Reading Time: 6 minutes

The man on my port side is recalling the Waihine grounding and the boy off to starboard insists he sees sharks but am I bothered? Wellington harbour’s calm and emerald green, terns are escorting the ferry Awatere into Cook Strait and the first of the three Great Journeys of New Zealand I am making on your behalf is fully underway. 

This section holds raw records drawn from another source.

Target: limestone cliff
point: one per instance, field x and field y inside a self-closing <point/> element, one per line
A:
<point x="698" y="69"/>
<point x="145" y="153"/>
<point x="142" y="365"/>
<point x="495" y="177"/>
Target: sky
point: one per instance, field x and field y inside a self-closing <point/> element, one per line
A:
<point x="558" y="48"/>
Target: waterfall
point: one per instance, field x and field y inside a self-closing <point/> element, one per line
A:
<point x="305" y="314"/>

The seasonal Coastal Pacific train between Picton and Christchurch will be my second journey; the TranzAlpine between Christchurch and Greymouth the third. NZ Rail doesn’t know that for these trips I’d pay to travel in the luggage car and has got me in Scenic Plus, their new first class service and worth every cent although, full disclosure, I never paid a thing. 

The Picton ferries have their own version of Carriage A and if I wasn’t so busy striding Awatere’s decks whistling sea shanties, shouting “Ahoy there” at fellow passengers and generally entering into the salty spirit of things I could upgrade to the Interislander Plus lounge (meals and drinks included, comfy seats, no children). However, no need – I have partaken of one a “world famous oven-baked scone” (more jam next time please); the Awatere is only a third full – many Kiwis are back at work and Covid’s done for the internationals – and the juveniles on board are fully occupied with their BYO activities or the ferry’s.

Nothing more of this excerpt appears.